By: Nimra Khan

When you think of Scotland, what usually comes to mind? I know, I know: kilts and bagpipes. I used to be on the same page. Thankfully, the recently released Outlander TV show, has begun to shine some new light on our highland cousins. When I first heard of Outlander, it was for its amazing openness to the independence of a woman in a world of men, and how the show was promised not to shy away from a woman enjoying sex--without repercussions. But mostly I thought: "Scottish history and time travel? What more could I ask for!"

Outlander follows the story of Claire Beauchamp - a woman who was a nurse during the Second World War - as she travels through Scotland with her husband Frank Randall. During their visit to a Scottish town, Claire is transported back in time to 1743 Scotland opening up a world of possibilities. The show is based on the book series by Diana Gabaldon, originally published in 1991; because of this, it already had a huge fan following.
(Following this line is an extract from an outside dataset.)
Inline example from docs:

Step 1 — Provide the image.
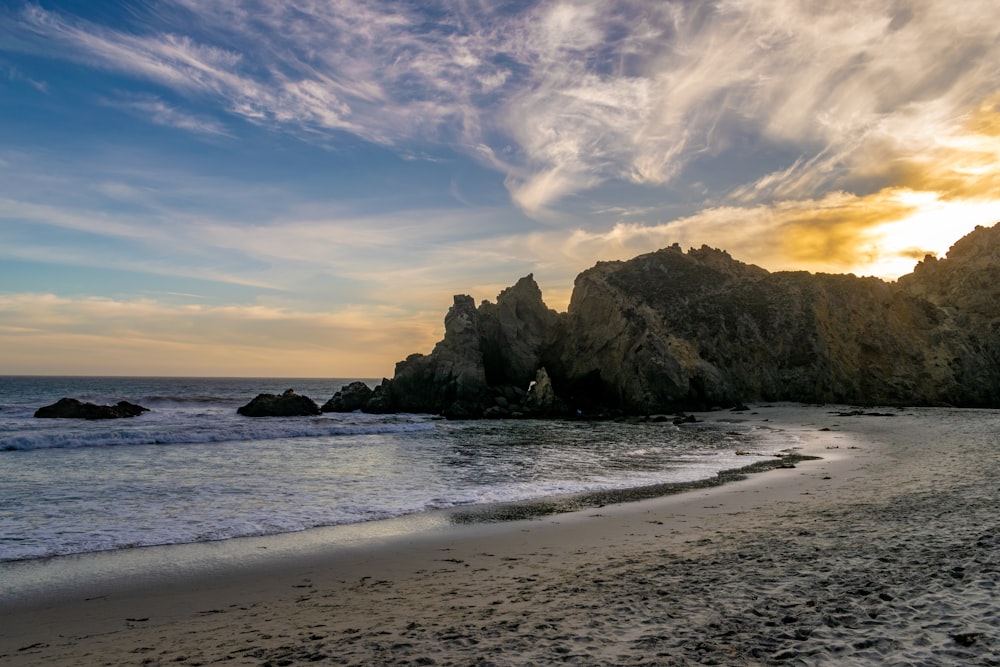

I recently finished the book myself, and the show really does well to mould itself to the original. In particular, Claire is a refreshingly independent, realistic, and strong female character, helping to make Outlander so appealing. Whether it's nearly getting raped, or almost killed for being a spy, Claire is a fighter. Or, as they would call her in the show, a Sassenach (an English person, an outsider, someone who doesn't belong).

I thought it was a weird coincidence that, at the same time that the Scottish independence vote was happening, Outlander had reached a climax of the Scottish versus the British. While most Scots have voted "no thanks" to independence now, it really makes me wonder how Scotland and England came to stand at such different sides.

Despite the educational aspect of this story, Outlander definitely has sex appeal. Shocking, I know. Other than Claire's first husband Frank, there comes Claire’s love with Jaime Fraser (a Scottish Highlander). Ladies, this one hunk is really enough to get you watching. But to all the guys, I promise there is something for everyone. With the mid-season finale having just finished at eight episodes, now is the time to catch up. Now if you'll excuse me, I'm off to learn some Scottish Gaelic.